Mladen Jergović, Christopher P. Coplen, Jennifer L. Uhrlaub, Shawn C. Beitel, Jefferey L. Burgess, Karen Lutrick, Katherine D. Ellingson, Makiko Watanabe, Janko Nikolich-Žugich

Research output: Contribution to journalArticlepeer-review

Abstract

Several studies have demonstrated that the SARS-CoV-2 variant-of-concern B.1.1.529 (Omicron) exhibits a high degree of escape from Ab neutralization. Therefore, it is critical to determine how well the second line of adaptive immunity, T cell memory, performs against Omicron. To this purpose, we analyzed a human cohort (n = 327 subjects) of two- or three-dose mRNA vaccine recipients and COVID-19 postinfection subjects. We report that T cell responses against Omicron were largely preserved. IFN-γ-producing T cell responses remained equivalent to the response against the ancestral strain (WA1/2020), with some (∼20%) loss in IL-2 single or IL-2+IFN-γ+ polyfunctional responses.

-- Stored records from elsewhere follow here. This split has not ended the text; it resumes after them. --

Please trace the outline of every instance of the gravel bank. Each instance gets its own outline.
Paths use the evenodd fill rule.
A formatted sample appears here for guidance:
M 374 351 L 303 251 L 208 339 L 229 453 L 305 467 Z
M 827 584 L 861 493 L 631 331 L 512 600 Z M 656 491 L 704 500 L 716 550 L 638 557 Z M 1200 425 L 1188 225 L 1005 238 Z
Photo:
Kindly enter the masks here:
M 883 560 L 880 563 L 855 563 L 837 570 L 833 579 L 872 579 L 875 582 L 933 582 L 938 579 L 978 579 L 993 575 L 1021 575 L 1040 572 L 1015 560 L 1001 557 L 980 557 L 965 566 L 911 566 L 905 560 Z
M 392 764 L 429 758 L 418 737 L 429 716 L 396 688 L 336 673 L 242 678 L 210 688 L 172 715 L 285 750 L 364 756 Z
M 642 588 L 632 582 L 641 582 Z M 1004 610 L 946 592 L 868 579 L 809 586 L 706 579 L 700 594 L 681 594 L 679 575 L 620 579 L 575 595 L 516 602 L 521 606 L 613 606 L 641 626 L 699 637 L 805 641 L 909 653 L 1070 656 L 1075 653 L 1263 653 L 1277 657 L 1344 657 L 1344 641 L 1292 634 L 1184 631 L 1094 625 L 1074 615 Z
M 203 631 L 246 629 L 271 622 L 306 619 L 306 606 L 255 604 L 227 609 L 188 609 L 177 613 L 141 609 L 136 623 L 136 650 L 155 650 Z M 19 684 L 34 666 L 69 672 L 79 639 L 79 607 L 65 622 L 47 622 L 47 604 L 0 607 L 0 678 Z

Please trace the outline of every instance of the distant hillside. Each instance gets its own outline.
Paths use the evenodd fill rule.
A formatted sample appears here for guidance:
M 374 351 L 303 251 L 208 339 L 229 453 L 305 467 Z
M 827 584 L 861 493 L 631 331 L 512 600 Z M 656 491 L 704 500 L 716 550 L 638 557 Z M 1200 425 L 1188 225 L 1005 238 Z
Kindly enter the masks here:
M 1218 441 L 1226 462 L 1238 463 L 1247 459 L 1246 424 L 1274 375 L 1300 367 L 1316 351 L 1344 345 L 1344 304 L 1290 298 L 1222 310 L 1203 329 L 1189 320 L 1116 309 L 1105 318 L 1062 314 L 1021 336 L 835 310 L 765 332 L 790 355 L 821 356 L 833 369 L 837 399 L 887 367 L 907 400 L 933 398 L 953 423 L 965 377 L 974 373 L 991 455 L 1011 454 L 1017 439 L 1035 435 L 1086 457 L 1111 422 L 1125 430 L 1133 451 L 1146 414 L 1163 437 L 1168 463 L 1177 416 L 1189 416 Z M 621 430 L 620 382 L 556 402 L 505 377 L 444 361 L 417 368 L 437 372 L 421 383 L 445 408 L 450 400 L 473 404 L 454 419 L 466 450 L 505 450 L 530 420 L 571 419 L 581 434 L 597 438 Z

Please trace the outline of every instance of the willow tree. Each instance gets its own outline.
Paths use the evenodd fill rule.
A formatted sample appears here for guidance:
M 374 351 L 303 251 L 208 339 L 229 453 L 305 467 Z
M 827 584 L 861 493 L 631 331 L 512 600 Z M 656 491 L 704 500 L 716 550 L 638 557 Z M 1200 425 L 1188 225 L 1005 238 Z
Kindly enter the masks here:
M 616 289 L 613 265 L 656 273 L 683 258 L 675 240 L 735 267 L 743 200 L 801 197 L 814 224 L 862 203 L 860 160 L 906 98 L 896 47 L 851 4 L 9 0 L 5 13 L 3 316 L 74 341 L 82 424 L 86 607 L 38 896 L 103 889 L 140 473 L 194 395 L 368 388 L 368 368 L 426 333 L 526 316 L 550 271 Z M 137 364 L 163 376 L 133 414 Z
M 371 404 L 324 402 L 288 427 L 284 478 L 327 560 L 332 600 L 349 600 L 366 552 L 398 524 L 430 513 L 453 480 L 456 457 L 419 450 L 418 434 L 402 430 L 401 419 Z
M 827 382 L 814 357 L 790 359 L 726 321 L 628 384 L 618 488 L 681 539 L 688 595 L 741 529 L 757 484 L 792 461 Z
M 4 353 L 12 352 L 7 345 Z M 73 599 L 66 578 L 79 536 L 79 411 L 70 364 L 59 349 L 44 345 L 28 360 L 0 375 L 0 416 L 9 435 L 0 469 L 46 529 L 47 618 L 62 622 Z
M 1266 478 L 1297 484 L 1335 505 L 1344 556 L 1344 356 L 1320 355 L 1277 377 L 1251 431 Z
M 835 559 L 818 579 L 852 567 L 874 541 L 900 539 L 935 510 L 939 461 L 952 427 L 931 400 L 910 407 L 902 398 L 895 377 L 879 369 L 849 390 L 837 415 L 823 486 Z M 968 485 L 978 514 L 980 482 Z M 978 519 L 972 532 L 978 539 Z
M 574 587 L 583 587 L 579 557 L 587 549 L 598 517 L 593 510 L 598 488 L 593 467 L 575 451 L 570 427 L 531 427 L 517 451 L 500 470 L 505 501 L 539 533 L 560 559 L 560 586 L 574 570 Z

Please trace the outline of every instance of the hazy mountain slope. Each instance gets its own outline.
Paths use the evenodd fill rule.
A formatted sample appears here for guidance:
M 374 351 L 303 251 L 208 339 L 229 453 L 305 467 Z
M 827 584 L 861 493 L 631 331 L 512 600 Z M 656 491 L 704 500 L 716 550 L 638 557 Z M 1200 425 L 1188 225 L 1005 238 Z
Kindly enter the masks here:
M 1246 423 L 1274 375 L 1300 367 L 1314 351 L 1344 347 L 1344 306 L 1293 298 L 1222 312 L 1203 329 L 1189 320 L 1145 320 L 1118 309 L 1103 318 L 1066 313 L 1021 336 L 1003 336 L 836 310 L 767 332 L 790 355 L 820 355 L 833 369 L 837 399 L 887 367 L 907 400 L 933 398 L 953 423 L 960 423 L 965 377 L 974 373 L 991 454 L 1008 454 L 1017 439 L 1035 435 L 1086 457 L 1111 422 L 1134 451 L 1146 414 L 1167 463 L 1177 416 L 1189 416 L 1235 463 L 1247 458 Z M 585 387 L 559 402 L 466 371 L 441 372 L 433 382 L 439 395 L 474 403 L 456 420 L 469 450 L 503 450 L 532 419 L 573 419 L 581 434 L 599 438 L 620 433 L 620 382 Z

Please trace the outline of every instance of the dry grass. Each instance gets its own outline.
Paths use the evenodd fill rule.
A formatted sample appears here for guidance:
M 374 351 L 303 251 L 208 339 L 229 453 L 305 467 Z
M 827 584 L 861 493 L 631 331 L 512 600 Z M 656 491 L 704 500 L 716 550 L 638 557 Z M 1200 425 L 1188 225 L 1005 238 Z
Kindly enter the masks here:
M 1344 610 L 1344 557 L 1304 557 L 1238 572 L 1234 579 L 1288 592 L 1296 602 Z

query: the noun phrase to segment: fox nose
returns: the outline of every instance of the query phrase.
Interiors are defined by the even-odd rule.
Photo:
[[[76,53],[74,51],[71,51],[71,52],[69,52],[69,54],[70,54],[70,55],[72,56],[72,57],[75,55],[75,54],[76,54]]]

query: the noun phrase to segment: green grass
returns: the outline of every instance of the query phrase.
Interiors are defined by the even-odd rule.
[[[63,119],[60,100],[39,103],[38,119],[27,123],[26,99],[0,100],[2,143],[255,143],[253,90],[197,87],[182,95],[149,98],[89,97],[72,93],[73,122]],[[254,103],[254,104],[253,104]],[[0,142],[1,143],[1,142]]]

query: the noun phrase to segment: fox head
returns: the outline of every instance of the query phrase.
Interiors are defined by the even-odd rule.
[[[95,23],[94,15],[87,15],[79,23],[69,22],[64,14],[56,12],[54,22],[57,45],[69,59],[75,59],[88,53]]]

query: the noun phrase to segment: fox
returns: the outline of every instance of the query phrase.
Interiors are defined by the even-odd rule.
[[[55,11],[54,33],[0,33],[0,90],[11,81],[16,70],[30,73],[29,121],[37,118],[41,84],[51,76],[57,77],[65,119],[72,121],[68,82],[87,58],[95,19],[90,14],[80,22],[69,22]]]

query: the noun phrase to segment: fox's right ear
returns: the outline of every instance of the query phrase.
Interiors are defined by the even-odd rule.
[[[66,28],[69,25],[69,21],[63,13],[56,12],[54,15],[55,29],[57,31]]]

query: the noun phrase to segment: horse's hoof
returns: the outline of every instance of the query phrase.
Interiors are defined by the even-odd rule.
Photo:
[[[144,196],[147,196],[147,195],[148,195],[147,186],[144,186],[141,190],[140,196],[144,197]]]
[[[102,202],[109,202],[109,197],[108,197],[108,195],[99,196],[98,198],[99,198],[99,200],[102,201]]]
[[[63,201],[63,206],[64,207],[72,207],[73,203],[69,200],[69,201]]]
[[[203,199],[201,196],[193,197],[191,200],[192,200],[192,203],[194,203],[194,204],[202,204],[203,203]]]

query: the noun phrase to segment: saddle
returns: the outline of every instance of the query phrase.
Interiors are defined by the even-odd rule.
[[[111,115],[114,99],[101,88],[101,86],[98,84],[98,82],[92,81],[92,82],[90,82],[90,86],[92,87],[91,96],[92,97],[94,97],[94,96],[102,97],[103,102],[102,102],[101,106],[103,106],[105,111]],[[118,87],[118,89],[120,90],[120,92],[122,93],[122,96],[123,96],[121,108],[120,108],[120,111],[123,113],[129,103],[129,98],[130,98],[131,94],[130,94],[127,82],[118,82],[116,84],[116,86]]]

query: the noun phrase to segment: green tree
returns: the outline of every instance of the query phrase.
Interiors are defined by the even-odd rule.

Three-dose vaccinated participants had similar responses to Omicron relative to post-COVID-19 participants and exhibited responses significantly higher than those receiving two mRNA vaccine doses. These results provide further evidence that a three-dose vaccine regimen benefits the induction of optimal functional T cell immune memory.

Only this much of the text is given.